A temporary calm had returned to Hong Kong Monday Morning, hours after the city stunned its leaders and the world with a second record-breaking protest in a week against a controversial extradition bill with China. Organizers said around 2 million people joined the march, exceeding last week's 1.03 million.
Both worker and student strikes have been called for Monday, and hundreds of protesters were still around central government offices in Admiralty. Protesters have made clear that if the government does not take further action, either with resignations of key officials or fully withdrawing the bill, then they will take to the streets again.
The city's chief executive, Carrie Lam, officially suspended passage of the bill Saturday, following violent clashes between protesters and police earlier in the week. Many had expected the pause and the heavy use of force by police would sap numbers on Sunday.
They could not have been more wrong. A sea of black-clad protesters filled the streets between the starting point in Victoria Park and the legislature in Admiralty. It took more than eight hours for the last group of marchers to reach the end point.
Many of those in attendance said they felt compelled to march Sunday after seeing images of bloodied protesters at previous demonstrations.
Police said that 338,000 people followed the protest's original route. At least three additional streets on either side were filled with protesters, however, and overhead photos showed a far larger crowd than last week or a march in 2003, previously the city's largest ever protest under Chinese rule.
The mood on Sunday's march was completely different to the angry and tense scenes on Wednesday, when protesters seized control of key streets around the legislature, holding them until they were cleared by police using tear gas, pepper spray and rubber bullets.
In a clear change in tactics, policing around Sunday's march was nearly invisible. Those officers that could be seen were not dressed in riot gear and mainly kept themselves to directing traffic.
Protesters too did not come geared for trouble, almost none wore face coverings and only a tiny minority had helmets and other protective gear.
In a neat piece of timing that will come as an added blow to Hong Kong's government, pro-democracy icon Joshua Wong walked free from prison Monday, after serving one month of a two month sentence related to protests in 2014.
"It's really good timing to join the fight for freedom and democracy," he told CNN after his release. "Five years ago after the end of the Umbrella Movement, we claimed we would be back. Yesterday two million people came to the streets ... it shows Hong Kong people realize this is a long term battle."
Wong echoed protesters' calls for the city's Beijing-backed leader to resign.

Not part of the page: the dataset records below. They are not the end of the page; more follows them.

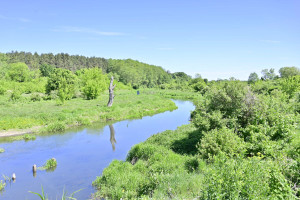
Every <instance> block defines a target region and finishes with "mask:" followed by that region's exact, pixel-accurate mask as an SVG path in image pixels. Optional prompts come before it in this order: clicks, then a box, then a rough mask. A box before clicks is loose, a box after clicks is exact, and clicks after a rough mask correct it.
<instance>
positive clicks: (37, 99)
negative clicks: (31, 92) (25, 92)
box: [30, 93, 42, 102]
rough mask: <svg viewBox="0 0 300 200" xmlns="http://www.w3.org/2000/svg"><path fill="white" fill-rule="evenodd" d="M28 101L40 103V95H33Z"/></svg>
mask: <svg viewBox="0 0 300 200" xmlns="http://www.w3.org/2000/svg"><path fill="white" fill-rule="evenodd" d="M30 100H31V101H33V102H35V101H41V100H42V95H40V94H39V93H33V94H31V96H30Z"/></svg>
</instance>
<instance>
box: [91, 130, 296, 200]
mask: <svg viewBox="0 0 300 200" xmlns="http://www.w3.org/2000/svg"><path fill="white" fill-rule="evenodd" d="M298 136H299V135H298ZM202 137H203V135H202V134H201V132H200V131H199V130H197V129H196V128H195V127H194V126H193V125H192V124H190V125H183V126H181V127H179V128H178V129H177V130H175V131H169V130H168V131H165V132H162V133H159V134H156V135H153V136H151V137H150V138H149V139H147V140H146V141H145V142H142V143H139V144H137V145H135V146H133V147H132V149H131V150H130V151H129V153H128V155H127V159H126V161H120V160H114V161H113V162H111V163H110V165H109V166H108V167H107V168H105V169H104V170H103V172H102V174H101V176H99V177H97V178H96V180H95V181H94V182H93V185H94V186H95V187H96V188H97V189H98V191H97V192H96V193H95V194H93V196H94V198H95V199H101V198H105V199H195V198H197V199H229V197H235V198H232V199H240V197H241V196H243V197H245V199H256V198H259V199H269V198H270V197H271V199H273V197H276V196H278V195H280V194H282V195H287V194H286V192H287V191H288V188H285V189H286V191H281V192H280V193H279V194H278V193H276V191H275V192H274V188H276V187H277V185H276V184H279V183H280V182H282V184H284V187H286V186H287V183H286V182H285V181H284V177H283V176H282V175H280V174H279V171H278V169H279V166H280V165H283V164H284V163H280V162H285V161H284V160H281V161H279V160H277V161H276V160H273V159H267V158H264V157H263V156H261V155H258V156H253V157H249V158H243V157H232V158H230V157H227V156H226V155H222V154H219V155H218V156H216V157H214V159H213V160H205V159H202V158H201V157H200V156H199V150H200V146H199V141H200V139H201V138H202ZM298 140H299V137H298V138H295V139H294V142H292V144H293V146H292V147H289V148H290V149H293V148H297V145H298V144H299V141H298ZM216 148H217V147H216ZM289 165H292V163H290V164H289ZM283 166H285V165H283ZM282 187H283V186H282ZM291 195H292V194H291Z"/></svg>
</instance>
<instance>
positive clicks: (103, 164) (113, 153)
mask: <svg viewBox="0 0 300 200" xmlns="http://www.w3.org/2000/svg"><path fill="white" fill-rule="evenodd" d="M175 103H176V105H177V106H178V109H177V110H174V111H172V112H169V111H167V112H164V113H160V114H157V115H154V116H146V117H143V118H142V119H135V120H124V121H120V122H115V123H114V124H111V123H112V122H109V124H105V123H99V124H92V125H91V126H88V127H74V129H71V130H68V131H66V132H65V133H59V134H51V135H40V136H37V137H36V140H33V141H28V142H25V141H14V142H7V141H5V139H0V145H1V147H2V148H4V149H5V152H4V153H1V154H0V176H1V175H2V174H4V175H11V174H13V173H15V174H16V176H17V181H16V182H15V183H13V182H11V184H7V185H6V187H5V190H4V192H2V193H1V192H0V200H2V199H4V200H19V199H20V200H23V199H30V200H39V198H38V196H37V195H33V194H31V193H29V192H28V191H33V192H38V193H41V185H42V186H43V189H44V191H45V193H46V194H48V198H49V199H59V198H60V197H61V195H62V192H63V191H68V192H70V193H72V192H74V191H77V190H79V189H82V188H84V190H81V191H80V192H78V193H76V194H75V195H74V197H75V198H77V199H80V200H81V199H89V198H90V195H91V194H92V193H94V192H95V191H94V188H93V187H92V185H91V184H92V182H93V181H94V180H95V179H96V176H99V175H101V173H102V170H103V169H104V168H105V167H107V166H108V165H109V163H110V162H111V161H112V160H114V159H118V160H125V158H126V156H127V153H128V151H129V150H130V148H131V147H132V146H133V145H135V144H137V143H139V142H142V141H145V140H146V139H147V138H149V137H150V136H151V135H153V134H156V133H159V132H162V131H165V130H175V129H176V128H177V127H178V126H181V125H183V124H188V123H189V121H188V120H189V117H190V111H192V110H194V106H193V104H192V103H191V102H187V101H175ZM129 123H130V126H129ZM116 133H117V140H116V138H115V137H116ZM116 141H118V143H117V142H116ZM116 146H117V147H116ZM53 157H55V158H56V160H57V167H56V169H55V171H53V172H51V173H48V172H47V171H45V170H42V171H41V170H38V171H37V173H36V174H33V173H32V166H33V164H36V165H37V166H43V164H44V161H45V160H47V159H49V158H53ZM0 179H1V178H0Z"/></svg>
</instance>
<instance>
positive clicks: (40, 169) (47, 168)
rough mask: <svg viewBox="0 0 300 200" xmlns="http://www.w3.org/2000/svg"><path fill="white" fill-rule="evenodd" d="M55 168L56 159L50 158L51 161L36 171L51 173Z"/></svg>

Wong predicted that if the bill is not fully withdrawn and key officials resign, then protests could continue, particularly on July 1, the anniversary of the city's handover from British to Chinese rule and a key annual date for pro-democracy marches.
On Saturday, Lam, the chief executive, said passage of the bill would be suspended and a second reading due to take place this month canceled. There is no timeline for discussions around the bill to resume, Lam said, and she indicated it likely will not pass this year.
Such a delay will likely kill the bill in its current form as 2020 is an election year in Hong Kong and directly-elected pro-government lawmakers have already warned the controversy over the law could cost them their seats.
Speaking to CNN on Monday, Regina Ip, a member of Lam's cabinet, said she had urged the Chief Executive to formally withdraw the bill and apologize for the chaos which has gripped Hong Kong in recent weeks.
"It's not too difficult to submit a resignation letter, I have done that myself ... but it's more difficult to stay behind and take care of the aftermath," Ip said.
Although Hong Kong is part of China, it has a different legal system -- a concept known as "one country, two systems."
Pro-democracy figures said the bill, championed by the pro-Beijing Lam government, would lead to the erosion of civil rights in Hong Kong, including freedom of speech and rule of law.
"We are afraid that we will become a mainland city," lawmaker Fernando Cheung said on Thursday. "We would no longer have rule of law, our own autonomy."
Throughout the debate Lam has maintained that the bill is necessary to ensure that Hong Kong does not become a sanctuary for fugitives running from justice in mainland China.
Hong Kong's legislative council is due to go on summer recess July 20 before beginning again in October.